Now we start with one thing: server data. The server tells us which locations people accessed and how many times. Now I can't tie this to an actual file, just a name of a file. So let's say I got hot pictures of some woman named Alotta Fagina. According to my naming convention, her first picture would be named afagina01.jpg, unless there was another A. Fagina. I try to rank pictures, though, so I might have put up a picture of Alotta Fagina in a white bikini as afagina01.jpg for the month of February and changed that picture to the name afagina22.jpg for the month of March (and let's say there was no picture by this name before), while a picture of her in a black bikini became the new afagina01.jpg. So at the end of March, I'd have a download number for afagina01.jpg that would be the downloads of the white bikini picture during February plus the downloads of the black bikini picture during March, and a download number for afagina22.jpg that would be the downloads for the white bikini picture during March.
Now the question becomes how to compare different girls based on these numbers. I should also add that none of these numbers show up until the location has been downloaded 20 times. Anyway, it's not fair to compare the total downloads for girls, as some have many more pictures. At the same time, it's not fair to compare their most downloaded picture, as more people will download the same picture if a girl has fewer pictures, i.e. if they have fewer choices. So I came up with a formula, that takes the number of downloads for the most downloaded picture of a girl (again, let me note that the downloads include other pictures previously at that URL) plus 2/3 the second most for a girl plus 4/9 the third most and so on until you run out of pictures. (The old domain only rankings use 1/2, 1/4, etc.) But not every girl has been on the page for an equal amount of time, so we have to adjust for that. We have time factors for every day on the server. They basically take the total number of hits (i.e. HTML pages downloaded) the server got for its entire span and divide by the total hits the server got for the period when the girl was on the page.

Traffic for All Time by Week, after Subtracting Pages within Pages
So now we have some giant number for every girl. How does that translate to the grade you see? Well, have you ever heard of "curving" a test? Usually I was used to it meaning a flat percentage being added to every score, e.g. the highest score on a test is 80% so my 12% becomes 32%. Well, that's not exactly what curving means, as its roots are from fitting scores to a bell curve. This means that scores would be ranked and fit to a predefined spread, so someone would set the center of the curve at 75, the bottom at 50, and the top at 100 (the center and the spread can be changed, of course). So let's say you have the lowest grade in the class and it's a 72. You'd actually get bumped down to a 50. The shape of the bell means the highest number of scores are where the shape of the bell is highest. It's a way of clustering scores near the average. Anyway, we don't do that. This is sort of an in-between, the type of approach you'd use if you're, say, scoring the SATs.

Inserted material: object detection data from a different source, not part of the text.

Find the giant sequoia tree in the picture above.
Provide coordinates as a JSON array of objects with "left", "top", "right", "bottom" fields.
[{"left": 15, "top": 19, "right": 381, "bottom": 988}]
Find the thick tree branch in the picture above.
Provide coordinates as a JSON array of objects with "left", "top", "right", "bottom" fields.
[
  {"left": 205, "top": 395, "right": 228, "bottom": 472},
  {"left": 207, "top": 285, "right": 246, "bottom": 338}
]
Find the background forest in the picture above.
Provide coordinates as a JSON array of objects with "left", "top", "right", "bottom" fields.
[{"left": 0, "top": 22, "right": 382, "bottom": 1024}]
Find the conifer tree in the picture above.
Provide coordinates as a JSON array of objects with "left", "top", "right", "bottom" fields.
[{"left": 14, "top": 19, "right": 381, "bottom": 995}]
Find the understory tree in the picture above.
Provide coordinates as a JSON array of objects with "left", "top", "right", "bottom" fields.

Basically, these scores are standardized. The important thing here is a number called the standard deviation. You add together the squares of all the differences between the scores and the averages, divide this sum by the number of scores, and take the square root, and this is the most common measure of spread out there. So we figure out how many standard deviations above or below the average each score is, and then define the average as 75. We then define the second highest score (for the old domain only rankings, the highest instead of the second) as 100, which sets the value of how much each standard deviation is worth in our standardized scores. There, so now you know the elaborate system for generating a simple set of hotness grade numbers.